Le président autoritaire de la Biélorussie, Alexandre Loukachenko, est en course dimanche 9 août pour un sixième mandat consécutif. Au pouvoir depuis plus d'un quart de siècle, il affronte une jeune opposante inattendue qui a mobilisé les foules malgré la répression. Le scrutin de dimanche, qui s'est ouvert à 8 h locales (5 h GMT) a été précédé d'un vote anticipé depuis mardi, qui a enregistré une participation de 41,7 % selon les autorités.
Le président Alexandre Loukachenko était donné largement en tête de la présidentielle par un sondage officiel. Si l'essentiel des bureaux de vote ont fermé à 20 h (17 h GMT), certains restent ouverts du fait de l'affluence. Des heurts entre manifestants antigouvernementaux et policiers ont éclaté dans la soirée à Minsk, selon des médias russes et biélorusses.

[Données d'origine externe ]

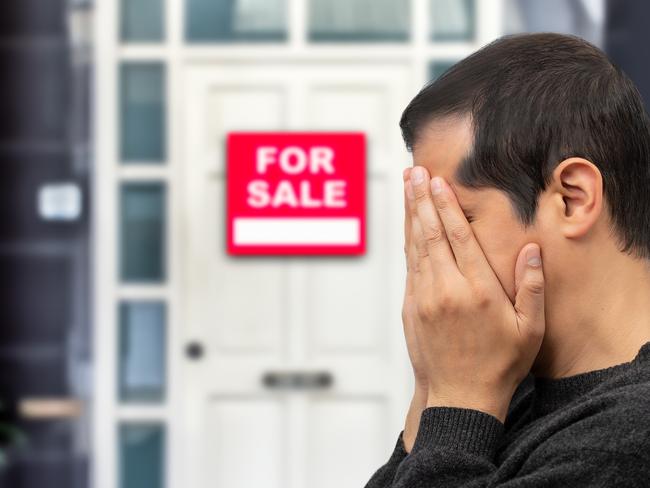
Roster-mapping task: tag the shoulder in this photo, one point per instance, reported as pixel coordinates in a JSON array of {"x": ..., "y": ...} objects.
[{"x": 616, "y": 420}]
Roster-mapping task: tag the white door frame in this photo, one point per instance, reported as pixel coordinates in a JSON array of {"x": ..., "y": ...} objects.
[{"x": 108, "y": 173}]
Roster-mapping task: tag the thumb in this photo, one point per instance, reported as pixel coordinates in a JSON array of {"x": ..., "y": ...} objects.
[{"x": 529, "y": 292}]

Plus tôt dans la journée, la commission électorale biélorusse a dénoncé les longues files d'attente d'électeurs comme une "provocation" et un "sabotage" de la présidentielle par l'opposition, à moins de deux heures de la fermeture des bureaux de vote. La candidate Svetlana Tikhanovskaïa, qui a mobilisé à la surprise générale les foules durant la campagne, a appelé les Biélorusses à ne pas profiter du vote anticipé qui s'est déroulé de mardi à samedi, mais de voter en masse dimanche pour réduire le risque de fraudes.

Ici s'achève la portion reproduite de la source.